5. Sincerity, or integrity, means commitment to one’s words with their actions.
“Sincerity is the end and beginning of all things; without Sincerity there would be nothing.”
Our Take: The promise to serve clients, teammates, partners, and a company’s global network is paramount to the success of a modern business, especially as it relates to social media and reputation management. A commitment to honoring one’s words with actions, demonstrating that truth is best exhibited through the relationships built with teams, clients, partners, and networks. The ability to do what we regardless of industry, become central to a company’s brand, reputation, and culture.
Maintaining the sincerity of our words is fundamental to our values.
6. Honor – The Samurai believed honor to be as important as one’s name. The support and steadfast commitment to the Code of the Samurai fosters the honor and essence of a Samurai.
“It must be admitted that very few attained this sublime height of magnanimity, patience, and forgiveness. It was a great pity that nothing clear and general was expressed as to what constitutes Honor; only a few enlightened minds being aware that it ‘from no condition rises.’”
Our Take: Compassion and Respect are central themes to building and maintaining successful to culture first organizations.
7. Loyalty – The Samurai, who considered themselves men of service, were unconditionally loyal to those to whom they were indebted. Their Honor inspired them to maintain commitment and loyalty to themselves, their families, and their communities.
“It is only in the code of chivalrous honor that loyalty assumes paramount importance.”
Our Take: Like the Samurai, business must remain loyal to its values and communities in times of struggle and prosperity.
8. Self-Control – The Samurai believed they must maintain steadfast commitment to live by the codes they follow. Even when faced with challenge or danger, maintaining self-control was critical to living for their life and career.
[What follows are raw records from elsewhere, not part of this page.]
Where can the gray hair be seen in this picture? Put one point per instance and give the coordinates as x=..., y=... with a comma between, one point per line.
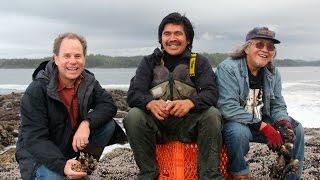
x=69, y=35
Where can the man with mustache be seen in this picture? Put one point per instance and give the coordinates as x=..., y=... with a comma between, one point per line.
x=63, y=111
x=173, y=95
x=251, y=102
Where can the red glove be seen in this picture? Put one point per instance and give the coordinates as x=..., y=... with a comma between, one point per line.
x=285, y=128
x=283, y=123
x=273, y=137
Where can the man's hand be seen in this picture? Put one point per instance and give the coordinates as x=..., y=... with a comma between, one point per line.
x=286, y=130
x=70, y=173
x=81, y=137
x=273, y=136
x=179, y=108
x=158, y=109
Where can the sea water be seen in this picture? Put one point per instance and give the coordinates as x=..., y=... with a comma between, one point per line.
x=300, y=87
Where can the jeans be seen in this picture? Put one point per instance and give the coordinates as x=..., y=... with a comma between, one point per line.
x=144, y=132
x=237, y=137
x=99, y=137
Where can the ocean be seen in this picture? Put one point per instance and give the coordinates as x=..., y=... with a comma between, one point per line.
x=301, y=87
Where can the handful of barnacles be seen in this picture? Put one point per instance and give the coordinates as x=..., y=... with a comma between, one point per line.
x=285, y=164
x=88, y=163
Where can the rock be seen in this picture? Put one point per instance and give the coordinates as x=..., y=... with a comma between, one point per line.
x=120, y=164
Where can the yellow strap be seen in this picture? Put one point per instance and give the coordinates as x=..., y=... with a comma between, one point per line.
x=192, y=65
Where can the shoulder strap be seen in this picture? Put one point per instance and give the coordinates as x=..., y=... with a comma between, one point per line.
x=192, y=64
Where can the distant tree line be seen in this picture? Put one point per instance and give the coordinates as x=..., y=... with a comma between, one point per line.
x=102, y=61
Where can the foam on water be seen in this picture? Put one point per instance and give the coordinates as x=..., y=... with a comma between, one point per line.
x=302, y=99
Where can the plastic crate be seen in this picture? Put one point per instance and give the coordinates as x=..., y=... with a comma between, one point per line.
x=178, y=161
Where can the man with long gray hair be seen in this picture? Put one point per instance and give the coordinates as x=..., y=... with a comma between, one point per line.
x=251, y=102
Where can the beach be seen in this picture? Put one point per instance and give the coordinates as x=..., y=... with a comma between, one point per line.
x=118, y=161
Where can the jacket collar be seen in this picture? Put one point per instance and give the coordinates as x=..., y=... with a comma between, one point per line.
x=49, y=73
x=244, y=69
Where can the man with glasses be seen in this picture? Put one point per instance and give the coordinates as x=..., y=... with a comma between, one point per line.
x=251, y=102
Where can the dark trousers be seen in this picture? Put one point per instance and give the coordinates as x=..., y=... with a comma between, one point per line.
x=144, y=132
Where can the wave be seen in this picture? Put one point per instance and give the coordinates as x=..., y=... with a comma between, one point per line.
x=302, y=99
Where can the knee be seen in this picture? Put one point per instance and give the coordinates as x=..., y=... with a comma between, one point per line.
x=236, y=133
x=212, y=118
x=299, y=132
x=133, y=119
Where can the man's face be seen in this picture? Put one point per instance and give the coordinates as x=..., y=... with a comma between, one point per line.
x=259, y=53
x=174, y=39
x=70, y=60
“The discipline of fortitude on the one hand, inculcating endurance without a groan, and the teaching of politeness on the other, requiring us not to mar the pleasure or serenity of another by manifestations of our own sorrow or pain, combined to engender a stoical turn of mind, and eventually to confirm it into a national trait of apparent stoicism.
Challenges present themselves every day, especially in light of Covid-19 and the political differences of the country. We have developed personalized strategies to promote access and speed in the digital marketing industry. We believe in teamwork and Loyalty to anticipate, solve, and develop strategies to counteract the challenges met by small to medium-sized wealth and asset managers.
How we treat our workforce matters and as business leaders, the change starts with us. The adoption of a culture-first philosophy within company structure can lead to long term corporate and societal success. It is important to recognize that our responsibilities as a leader to our team are much more important than what is currently considered optimal output.
A great team can always turn average ideas into something great, while average teams will easily ruin a great idea.